Розенгольц опирался локтем на какой-то большой стол, покрытый зеленым сукном. Неизвестно, почему именно здесь стоял этот стол. Неизвестно, почему именно в этой комнате царствовал будто нарочно произведенный беспорядок. Можно было подумать, что это не комната, а сцена, изображающая комнату, в которой происходила серьезная перестрелка окурками папирос. Перестрелка, длившаяся целую ночь.
При тусклом свете осеннего утра, на фоне зеленого сукна, зеленое лицо Розенгольца казалось синеватым, как у угоревшего человека. Черная оправа его волос на голове, совершенно правильная, состоящая из ровных линий, казалась извечной чернотой безвоздушного пространства. Черные глаза его под нависшим лбом, точно две птицы, притаившиеся в гнезде, казались далекими-далекими, глядящими из вечной тьмы.
Розенгольц своим поведением мне всегда напоминал существо, прилетевшее откуда-то из вселенских высот. Должно быть, его внутренним, неосознанным правилом было, во-первых, «чем меньше скажешь — тем больше поймешь» и, во-вторых, «смотри всегда вниз, а не вверх», а для этого стой как можно выше, ибо «с горы виднее» и поэтому спокойнее.

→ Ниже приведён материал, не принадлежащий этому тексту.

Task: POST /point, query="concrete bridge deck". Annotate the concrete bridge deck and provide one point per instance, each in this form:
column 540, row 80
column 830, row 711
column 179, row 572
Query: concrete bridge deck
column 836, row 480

В Розенгольце есть одно удивительное противоречие: с одной стороны, он человек очень положительный (но совсем не покладистый) и покойный, а с другой — он почти никогда не принимает положительные и покойные позы. Так, если садится на стул, то стремится сесть как-то боком, будто от нечего делать; если идет заседание и все ломают головы над вопросом и суетятся — он сидит, развалившись на диване в самой непринужденной позе, а между тем ломает себе голову не менее других. Это свойство революционера, который думать может во всяком положении и творить революцию так же вдохновенно, как поэт пишет стихи.
Вот и в это утро, облокотившись на стол и скривившись, как почтмейстер в заключительной сцене «Ревизора», Розенгольц тихо говорил мне и другим двум товарищам:
— Вам поручено организовать штаб. Вы примите меры и сделайте то, что надо для этого. Подыщите людей.

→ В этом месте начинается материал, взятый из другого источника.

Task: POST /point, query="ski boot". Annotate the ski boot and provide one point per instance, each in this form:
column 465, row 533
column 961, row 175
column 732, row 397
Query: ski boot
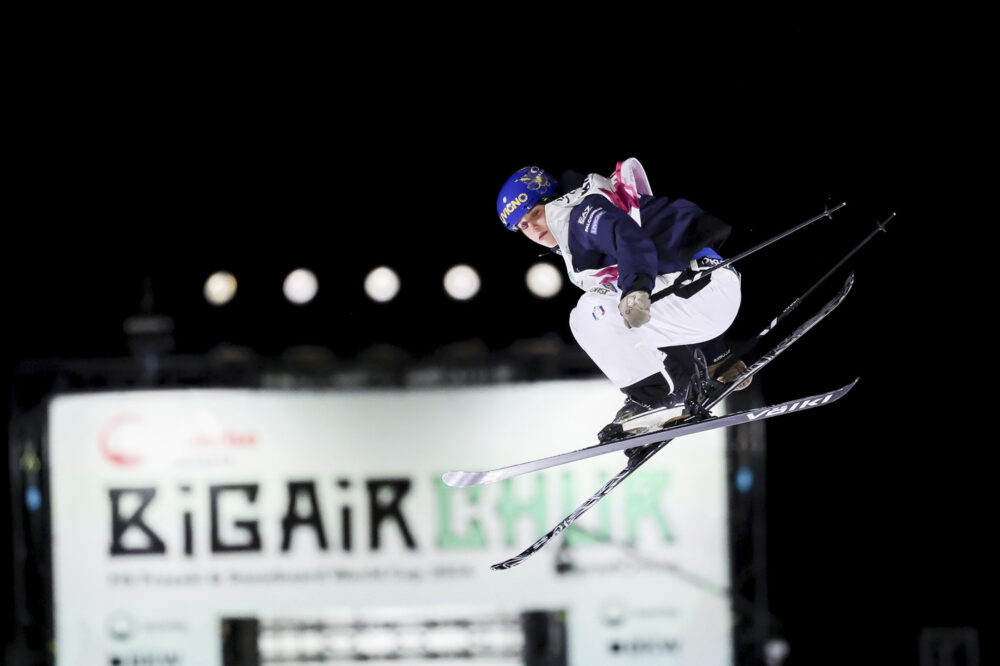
column 683, row 403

А глядя на него со стороны и слушая только голос, можно было подумать, что он говорит примерно такую фразу:
— Папиросы «Сэр» я не особенно люблю, мне гораздо больше нравится «Дядя Костя».
Потом Розенгольц куда-то тихо скрылся. Казалось, он сотни лет, как вечный дух, прожил в этих комнатах, ибо знал, где что находится и проникал из комнаты в комнату, будто сквозь стены.
Как синий утренний туман, Розенгольц проникал, исчезал и снова бесшумно появлялся…
Мы стали втроем организовывать штаб.
Серенький день расползался по углам комнат. Надменный бронзовый генерал Скобелев слегка заглядывал в окно из любопытства к тому, какой штаб могли организовать мы, мятежники.
К полудню штаб был организован. Комната Военно-революционного комитета была рядом со штабом.
Когда я вечером сообщил Розенгольцу о штабе, он слегка улыбнулся. Это означало полное одобрение. Розенгольц всегда одобрял маленьким намеком на улыбку.
Вечером этого дня нашему штабу уже пришлось приняться за работу.
Тут мне вспоминаются «двинцы», сыгравшие крупную роль в нашей военной победе в Москве.
Двинцы — это солдаты-узники Двинской крепости. Из Двинска они были переведены в Москву, где сидели в Бутырках. Фронт и тюрьма спаяли их в единую, сплоченную массу. Сплотившись, каждый из них индивидуально стал выше, чем был раньше. С полным сознанием и святым трепетом каждый из них относился к революции. С врагом они боролись смело.